Thousands of feet of electrical wiring went in. That really shocked us (pun intended) once we discovered that the wiring is not only in the house, but under it since we have so much potential basement space.
So we ended up putting some of the cost on credit cards. Fortunately, that’s a deep well, but we were getting anxious about how long this can continue. We cut part of our expense by hiring some of the people who work for us at the ranch and giving them room and board besides. Also we’re getting some nice input from son-in-law Luke. In exchange he gets experience that he can use at the high ranch.
As of yesterday afternoon we finished getting the house “wrapped.” A double layer of tar paper and thousands of feet of chicken wire adorn the exterior along with special steel corner adornments, ready for the first coat of stucco. The soffits, the horizontal spaces under the roof overhangs, now have expanded metal covering, along with the entire ceiling structure over the 14 by 34-foot covered deck on the south side of the house. We are hoping our work will reduce the $30,000 estimate for stucco coating by about $10,000. Maybe, maybe not.

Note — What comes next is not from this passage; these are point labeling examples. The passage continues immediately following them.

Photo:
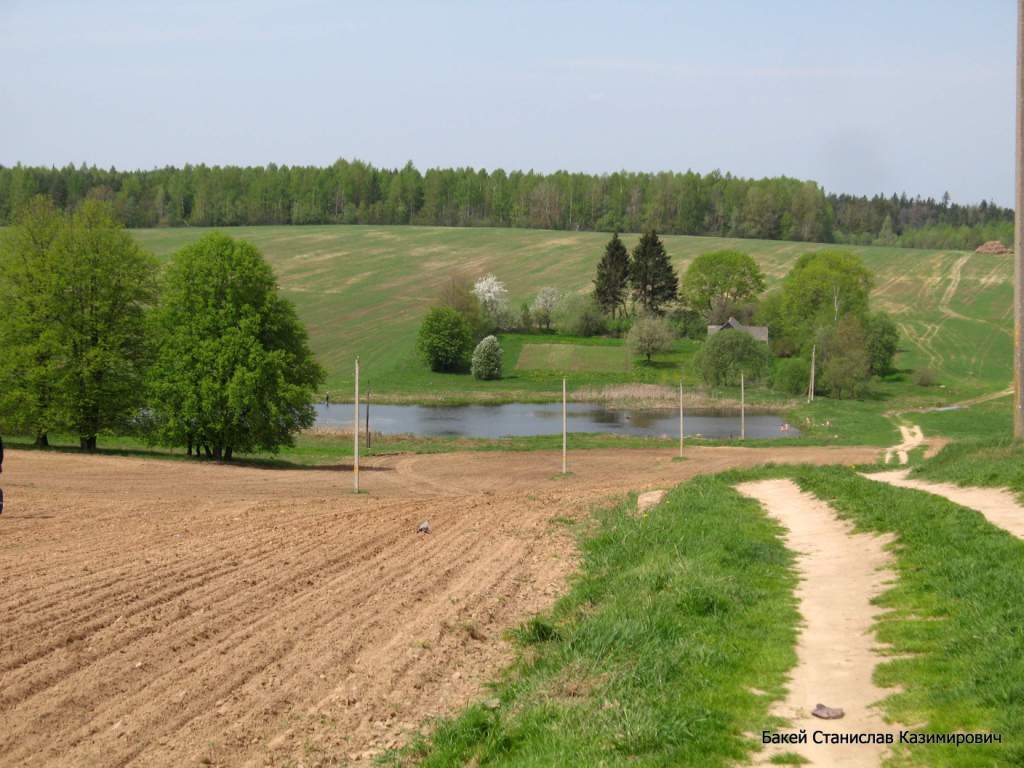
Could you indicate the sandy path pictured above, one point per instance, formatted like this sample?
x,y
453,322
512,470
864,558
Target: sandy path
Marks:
x,y
912,437
159,612
997,505
840,572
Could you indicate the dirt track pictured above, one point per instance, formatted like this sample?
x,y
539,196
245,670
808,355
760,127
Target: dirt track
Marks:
x,y
165,613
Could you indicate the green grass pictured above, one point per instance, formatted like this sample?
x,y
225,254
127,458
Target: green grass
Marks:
x,y
994,462
648,659
364,290
954,621
572,358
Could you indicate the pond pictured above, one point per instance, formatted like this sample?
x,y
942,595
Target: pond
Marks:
x,y
524,420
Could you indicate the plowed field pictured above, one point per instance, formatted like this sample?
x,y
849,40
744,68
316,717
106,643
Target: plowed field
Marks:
x,y
167,613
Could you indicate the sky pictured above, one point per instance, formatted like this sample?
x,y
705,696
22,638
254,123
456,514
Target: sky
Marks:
x,y
913,96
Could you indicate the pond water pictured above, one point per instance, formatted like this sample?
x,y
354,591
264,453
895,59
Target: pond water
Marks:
x,y
523,420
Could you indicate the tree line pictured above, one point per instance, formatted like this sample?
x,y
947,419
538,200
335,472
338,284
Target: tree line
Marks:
x,y
96,338
357,193
818,316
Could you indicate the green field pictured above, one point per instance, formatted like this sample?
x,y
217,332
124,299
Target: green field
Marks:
x,y
364,290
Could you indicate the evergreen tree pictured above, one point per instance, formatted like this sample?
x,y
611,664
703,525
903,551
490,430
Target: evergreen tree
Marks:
x,y
652,278
612,276
28,323
101,285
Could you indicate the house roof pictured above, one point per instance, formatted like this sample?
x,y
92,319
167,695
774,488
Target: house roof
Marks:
x,y
758,332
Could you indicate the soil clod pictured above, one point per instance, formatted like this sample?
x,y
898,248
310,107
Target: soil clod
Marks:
x,y
827,713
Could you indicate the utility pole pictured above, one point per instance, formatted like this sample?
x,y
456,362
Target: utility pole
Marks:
x,y
564,439
1019,238
742,409
814,349
355,424
681,419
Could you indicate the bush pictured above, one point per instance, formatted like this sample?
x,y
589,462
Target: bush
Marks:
x,y
648,336
730,352
545,305
688,324
619,327
846,367
792,376
487,359
883,339
579,315
925,377
445,340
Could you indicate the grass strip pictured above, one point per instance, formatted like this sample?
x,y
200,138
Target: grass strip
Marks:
x,y
993,462
649,658
955,617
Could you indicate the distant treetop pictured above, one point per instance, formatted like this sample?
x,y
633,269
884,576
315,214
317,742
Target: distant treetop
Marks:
x,y
356,193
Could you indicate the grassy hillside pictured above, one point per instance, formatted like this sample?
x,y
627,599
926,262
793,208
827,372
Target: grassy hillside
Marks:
x,y
363,290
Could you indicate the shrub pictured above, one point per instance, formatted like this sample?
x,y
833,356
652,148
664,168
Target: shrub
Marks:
x,y
458,294
846,367
730,352
925,377
445,340
493,296
579,315
487,359
619,327
544,306
525,317
883,338
648,336
792,376
688,324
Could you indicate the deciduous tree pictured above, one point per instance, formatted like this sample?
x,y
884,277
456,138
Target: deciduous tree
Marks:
x,y
235,371
726,278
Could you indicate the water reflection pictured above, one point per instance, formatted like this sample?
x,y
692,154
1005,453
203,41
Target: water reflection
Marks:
x,y
523,420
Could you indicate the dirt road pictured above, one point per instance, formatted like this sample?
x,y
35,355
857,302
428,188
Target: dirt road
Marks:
x,y
167,613
841,573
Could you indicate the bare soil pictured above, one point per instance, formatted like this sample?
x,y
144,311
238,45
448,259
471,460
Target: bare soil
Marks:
x,y
841,572
167,613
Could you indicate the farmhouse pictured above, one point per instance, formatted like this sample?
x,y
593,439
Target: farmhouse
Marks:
x,y
758,332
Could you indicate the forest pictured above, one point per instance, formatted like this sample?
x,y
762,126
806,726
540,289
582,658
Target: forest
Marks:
x,y
357,193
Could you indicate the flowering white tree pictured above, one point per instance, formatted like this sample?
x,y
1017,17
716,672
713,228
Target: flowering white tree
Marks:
x,y
544,306
493,296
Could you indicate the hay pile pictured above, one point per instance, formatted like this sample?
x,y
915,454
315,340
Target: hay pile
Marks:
x,y
992,246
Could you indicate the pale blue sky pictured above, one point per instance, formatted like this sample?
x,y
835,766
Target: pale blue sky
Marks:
x,y
865,96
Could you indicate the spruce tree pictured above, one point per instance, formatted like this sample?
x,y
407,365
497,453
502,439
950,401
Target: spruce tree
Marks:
x,y
612,276
652,278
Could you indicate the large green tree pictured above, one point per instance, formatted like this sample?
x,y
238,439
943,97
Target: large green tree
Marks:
x,y
445,340
100,286
721,278
652,278
235,372
612,276
29,329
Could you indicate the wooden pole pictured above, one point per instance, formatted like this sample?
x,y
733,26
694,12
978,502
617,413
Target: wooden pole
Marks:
x,y
681,432
742,409
355,461
810,388
564,438
1019,238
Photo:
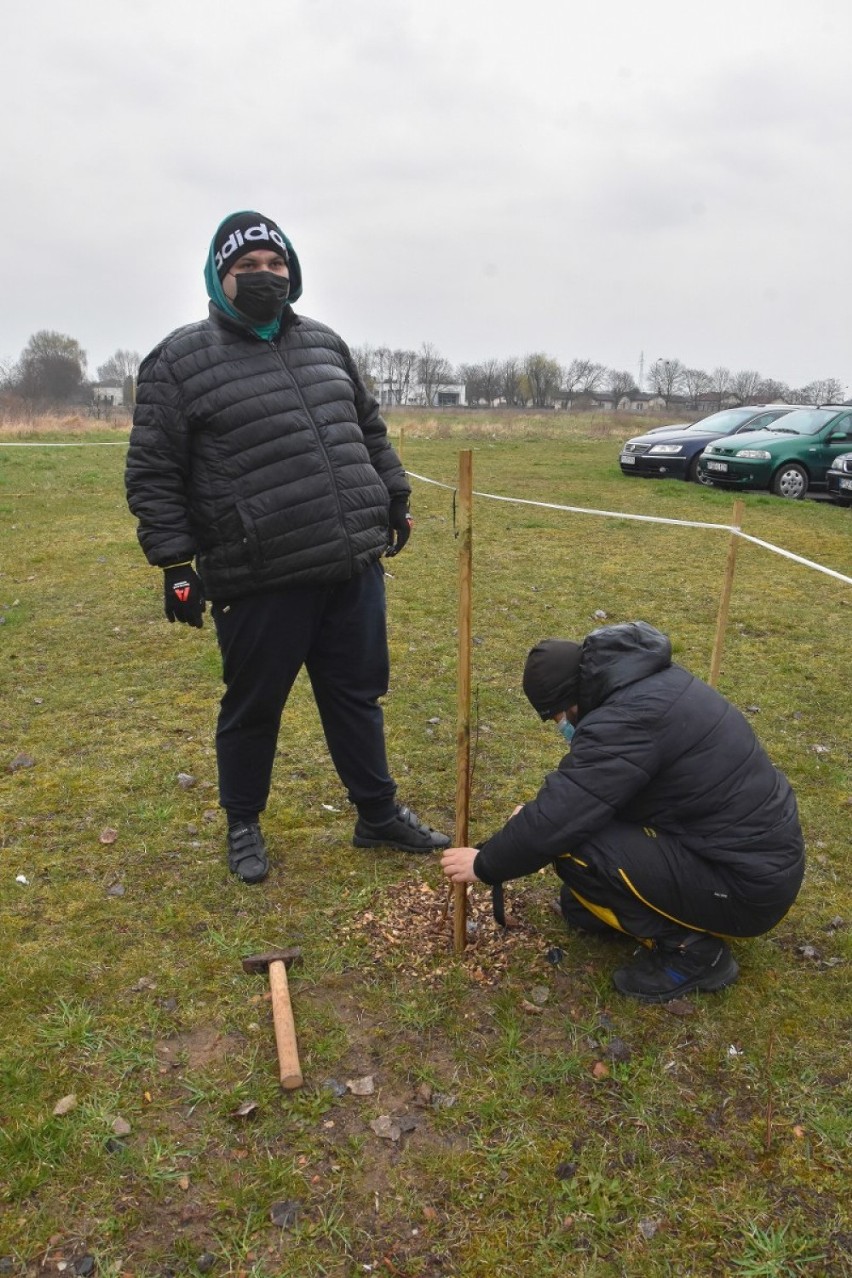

We may end up installing the interior wall covering ourselves. Drywall is one of those things that everyone we know says “DON’T DO IT!!” Even our main contractor says to hire out at least the ceiling drywall installation. Gypsum wallboard is heavy and ceilings are the most difficult part. We have lots of recessed lighting fixtures and air-conditioning vents and county-code-required fire sprinklers all over the place and county-code-required CO2 and carbon monoxide detectors to work around when installing ceilings. Not fun.
Our 3,750 watts worth of solar panels sit in their carton in the garage, along with the inverters that will convert their energy to 120 and 240-volt power. We have buried all the conduit to move the energy from the panels to the inverters and from the inverters to the house. Our next big expense will be storage batteries. Our last batch of batteries at the old house came to almost $10,000, and we expect the new ones will be that much or more. Solar panels and inverters came to $13,700. Sheesh!
More tomorrow, with pictures. Stay tuned.
3 comments:
Welcome back! Yes, the house sounds like it is being a long, drawn out, surprising pain. You are prisoners of the process. I sympathise. A lot. At the same time it sounds like it is going to be an incredible and unique dwelling where there has been much thought expended on the planning and care taken in the execution. It's going to be an incredible feeling when you are finally able to move in.
I'm looking forward to seeing tomorrow's pictures.
Courage!
I'm glad you're back "on the air." Ana was the one in this house that discovered the new post. The word then spread like wildfire. (The internet was quite boring during your sabbatical).
Maybe it's a good thing you spent all that money --while it still had some value.
I forgot to say congratulations on getting a DSL line to the house! I didn't expect that!